Continuous casting mold arrangement for casting billets and blooms

Abstract

There is disclosed a continuous casting mold for casting billets and blooms including a stirring means to produce a rotating electromagnetic field or force. It is sought to use a continuous casting mold of this type facultatively with free-stream casting or with immerged-tube casting. The continuous casting mold includes at least one stirring means which is displaceable over the height of the continuous casting mold and is fixable in different height positions.

Description

The invention relates to a continuous casting mold for billets and blooms, in particular a continuous casting mold for steel casting, comprising a stirring means to produce a rotating electromagnetic field of force.

It is known (AT-B--359,225, U.S. Pat. Nos. 4,026,346, 2,944,309) to influence the solidification of continuously cast high-melting metals, such as steel, by applying rotating electromagnetic fields of force, thus attaining metallurgical and technological advantages, in particular a more uniform and fine texture of the cast strand, a uniform distribution of non-metallic inclusions, an improved heat elimination, etc. According to the prior art, the application of the rotary field is effected in the region of the mold or slightly below the same.

Depending on the melt quality, the casting of strands having billet or bloom cross sections takes place either according to the free-stream casting technique, in which a casting stream emerging freely from a tundish positioned above the continuous casting mold flows into the continuous casting mold and penetrates into the melt present within the mold cavity, or according to the immerged-tube casting technique, in which a casting tube arranged at the tundish is immerged in the melt present within the mold cavity such that the casting stream gets into the melt in the mold cavity by avoiding air contact. The casting level is covered by casting powder.

In the latter case, the melt is protected from reoxidation by the immerged tube and by the casting powder, wherein, however, care has to be taken when providing electromagnetic agitation that not too vigorous a movement of the melt occurs on the casting level, because in that case casting powder, which serves to lubricate the strand shell during sliding at the mold, will get into the interior of the strand, being included there.

In contrast, with free-stream casting, with which oil applied at the mold walls is used for lubrication instead of casting powder, it is sought to provoke a melt rotation as strong as possible (2 to 3 Hertz) on the casting level in order to let the gases carried away with the casting stream that penetrates the melt in the continuous casting mold more easily ascend towards the casting level, thereby inducing what is called a washout effect.

Known continuous casting molds comprising stirring means differ in terms of construction according to immerged-tube or free-stream casting, the configuration of the stirring means, in particular, being selected according to the casting process applied.

In steelworks, there is often the problem that a wide range of different steel grades is to be cast continuously, the immerged-tube casting process being preferred for some steel grades--primarily steel grades killed by aluminum--and the free-stream casting process being preferred for other steel grades--such as steels killed by silicon--, for metallurgical reasons.
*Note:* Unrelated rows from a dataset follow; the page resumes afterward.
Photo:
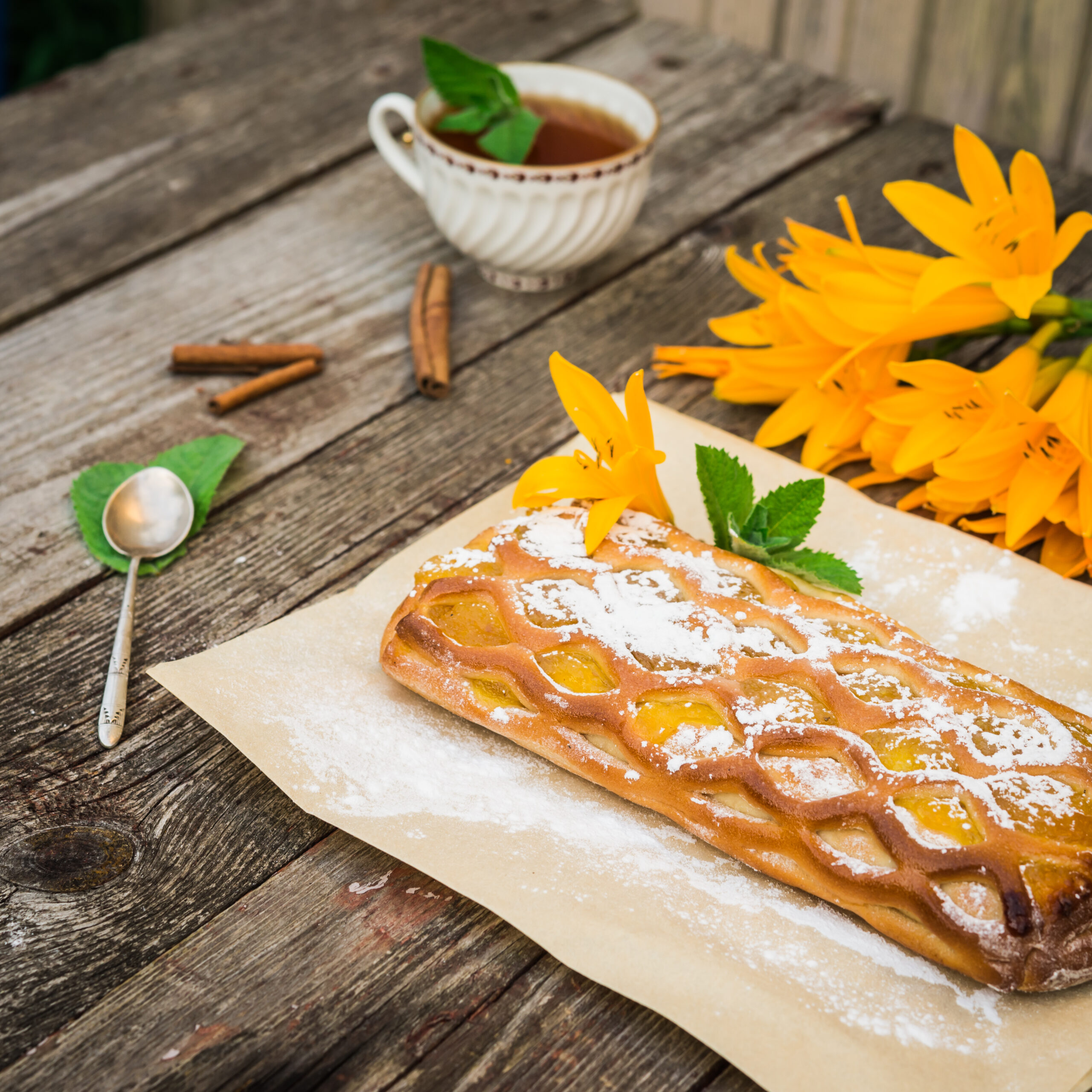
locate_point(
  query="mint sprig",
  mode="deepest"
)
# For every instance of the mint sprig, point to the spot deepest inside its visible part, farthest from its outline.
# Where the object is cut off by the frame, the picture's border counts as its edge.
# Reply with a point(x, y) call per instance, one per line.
point(201, 465)
point(771, 530)
point(486, 100)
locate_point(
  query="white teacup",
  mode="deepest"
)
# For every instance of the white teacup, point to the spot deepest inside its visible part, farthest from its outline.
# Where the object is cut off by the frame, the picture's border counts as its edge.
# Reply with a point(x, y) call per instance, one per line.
point(529, 229)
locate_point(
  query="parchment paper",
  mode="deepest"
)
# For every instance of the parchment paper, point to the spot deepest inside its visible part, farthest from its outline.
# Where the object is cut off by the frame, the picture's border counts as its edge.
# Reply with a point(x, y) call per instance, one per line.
point(796, 994)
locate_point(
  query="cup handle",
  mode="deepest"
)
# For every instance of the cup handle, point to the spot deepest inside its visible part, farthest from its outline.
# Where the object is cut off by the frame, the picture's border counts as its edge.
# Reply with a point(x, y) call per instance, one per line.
point(395, 152)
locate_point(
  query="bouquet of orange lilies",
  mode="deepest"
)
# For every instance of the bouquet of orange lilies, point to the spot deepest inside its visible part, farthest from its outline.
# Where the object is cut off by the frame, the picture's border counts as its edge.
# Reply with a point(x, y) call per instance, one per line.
point(1005, 453)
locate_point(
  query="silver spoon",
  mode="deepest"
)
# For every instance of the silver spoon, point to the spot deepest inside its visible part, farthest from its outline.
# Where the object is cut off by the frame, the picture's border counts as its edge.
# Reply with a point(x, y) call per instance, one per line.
point(147, 516)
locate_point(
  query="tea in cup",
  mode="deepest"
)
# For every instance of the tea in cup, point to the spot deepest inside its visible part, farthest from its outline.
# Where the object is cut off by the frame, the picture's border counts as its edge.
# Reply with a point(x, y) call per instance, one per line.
point(531, 227)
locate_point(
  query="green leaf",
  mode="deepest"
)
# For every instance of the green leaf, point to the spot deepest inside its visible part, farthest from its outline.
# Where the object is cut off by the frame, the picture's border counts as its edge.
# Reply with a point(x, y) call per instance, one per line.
point(471, 120)
point(201, 465)
point(793, 509)
point(820, 568)
point(90, 493)
point(510, 140)
point(462, 80)
point(728, 490)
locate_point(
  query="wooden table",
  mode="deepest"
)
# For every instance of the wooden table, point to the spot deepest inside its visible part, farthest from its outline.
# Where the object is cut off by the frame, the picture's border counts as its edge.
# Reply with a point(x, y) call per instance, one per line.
point(171, 919)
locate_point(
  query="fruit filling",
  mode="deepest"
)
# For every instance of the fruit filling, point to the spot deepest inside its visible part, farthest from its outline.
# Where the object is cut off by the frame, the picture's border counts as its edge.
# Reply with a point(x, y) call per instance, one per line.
point(577, 671)
point(1044, 806)
point(495, 694)
point(470, 619)
point(900, 748)
point(871, 685)
point(773, 700)
point(659, 719)
point(860, 845)
point(851, 635)
point(976, 898)
point(938, 822)
point(460, 563)
point(806, 777)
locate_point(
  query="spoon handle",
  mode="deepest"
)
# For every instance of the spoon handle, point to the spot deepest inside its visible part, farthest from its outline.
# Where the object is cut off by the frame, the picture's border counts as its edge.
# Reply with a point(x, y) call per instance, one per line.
point(112, 718)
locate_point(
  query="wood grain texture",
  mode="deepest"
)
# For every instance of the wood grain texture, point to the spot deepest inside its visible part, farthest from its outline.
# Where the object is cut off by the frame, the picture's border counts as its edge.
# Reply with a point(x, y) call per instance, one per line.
point(884, 40)
point(815, 33)
point(687, 12)
point(1043, 55)
point(351, 970)
point(315, 529)
point(238, 107)
point(334, 262)
point(753, 23)
point(962, 61)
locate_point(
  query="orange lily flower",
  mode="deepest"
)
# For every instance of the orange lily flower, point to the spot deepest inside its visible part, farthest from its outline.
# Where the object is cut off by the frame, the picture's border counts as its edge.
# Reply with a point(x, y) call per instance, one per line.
point(872, 289)
point(1002, 237)
point(950, 403)
point(622, 475)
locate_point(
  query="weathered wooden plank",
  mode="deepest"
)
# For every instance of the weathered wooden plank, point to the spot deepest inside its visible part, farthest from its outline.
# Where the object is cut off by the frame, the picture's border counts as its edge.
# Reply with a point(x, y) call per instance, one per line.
point(334, 262)
point(686, 12)
point(344, 955)
point(163, 15)
point(883, 47)
point(1079, 145)
point(352, 970)
point(815, 33)
point(243, 105)
point(556, 1030)
point(753, 23)
point(962, 61)
point(1042, 58)
point(318, 528)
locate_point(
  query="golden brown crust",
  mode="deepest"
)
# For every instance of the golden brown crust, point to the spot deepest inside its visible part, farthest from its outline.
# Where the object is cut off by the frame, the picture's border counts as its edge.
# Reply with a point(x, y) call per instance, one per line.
point(816, 740)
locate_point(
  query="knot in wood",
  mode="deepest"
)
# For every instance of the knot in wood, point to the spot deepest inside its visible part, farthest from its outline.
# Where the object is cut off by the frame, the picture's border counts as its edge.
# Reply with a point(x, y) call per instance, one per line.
point(67, 859)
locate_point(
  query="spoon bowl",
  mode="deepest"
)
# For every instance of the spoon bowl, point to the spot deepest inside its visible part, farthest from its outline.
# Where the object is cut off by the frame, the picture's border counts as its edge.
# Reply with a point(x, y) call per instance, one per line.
point(148, 516)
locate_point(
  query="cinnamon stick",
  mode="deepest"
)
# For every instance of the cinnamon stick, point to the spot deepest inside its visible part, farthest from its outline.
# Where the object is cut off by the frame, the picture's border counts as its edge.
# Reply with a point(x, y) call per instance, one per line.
point(430, 324)
point(256, 388)
point(243, 358)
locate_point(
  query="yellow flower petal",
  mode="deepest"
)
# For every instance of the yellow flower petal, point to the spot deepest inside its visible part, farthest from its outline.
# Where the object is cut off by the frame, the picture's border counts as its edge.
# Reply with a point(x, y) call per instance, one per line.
point(938, 377)
point(637, 412)
point(944, 276)
point(1064, 552)
point(1071, 408)
point(1038, 484)
point(592, 410)
point(561, 478)
point(1085, 500)
point(979, 171)
point(794, 416)
point(907, 409)
point(745, 391)
point(1019, 293)
point(941, 217)
point(758, 280)
point(744, 328)
point(1031, 192)
point(939, 434)
point(1073, 231)
point(601, 518)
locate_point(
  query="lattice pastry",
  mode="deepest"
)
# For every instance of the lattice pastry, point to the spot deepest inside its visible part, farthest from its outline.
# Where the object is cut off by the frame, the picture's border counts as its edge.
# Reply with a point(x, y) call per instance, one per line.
point(810, 738)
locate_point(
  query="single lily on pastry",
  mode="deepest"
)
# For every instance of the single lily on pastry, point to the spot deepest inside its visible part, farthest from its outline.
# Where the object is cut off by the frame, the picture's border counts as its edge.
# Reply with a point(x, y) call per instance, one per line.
point(1003, 237)
point(622, 475)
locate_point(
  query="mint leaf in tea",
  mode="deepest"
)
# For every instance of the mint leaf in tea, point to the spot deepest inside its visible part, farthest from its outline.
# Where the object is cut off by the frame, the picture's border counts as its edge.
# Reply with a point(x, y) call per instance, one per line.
point(486, 116)
point(569, 134)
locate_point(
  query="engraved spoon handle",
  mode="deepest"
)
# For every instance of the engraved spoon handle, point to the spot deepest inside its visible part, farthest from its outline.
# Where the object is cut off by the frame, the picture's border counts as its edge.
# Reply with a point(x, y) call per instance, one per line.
point(112, 718)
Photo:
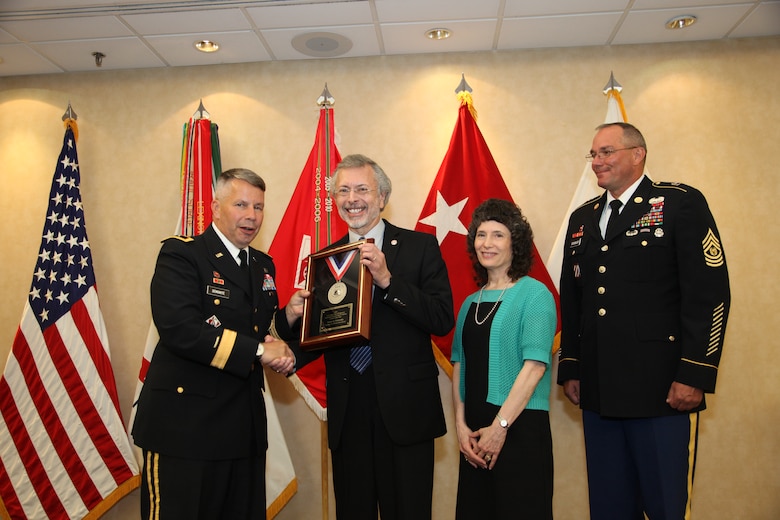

Since the exchange of continuous casting molds requires too much time when changing from the free-stream casting process to the immerged-tube casting process and vice versa, in particular when casting small quantities, some compromise with respect to structural configuration that is suited more or less to both casting processes has had to be made in order to be able to carry out both processes with one and the same continuous casting mold, yet no optimum results have been obtained for either casting process.

The invention aims at avoiding these difficulties and has as its object to provide a continuous casting mold of the initially defined kind, which may be used both for the immerged-tube casting process and for the free-stream casting process such that an optimum texture of the cast strand and as few inclusions as possible will be guaranteed with both casting processes.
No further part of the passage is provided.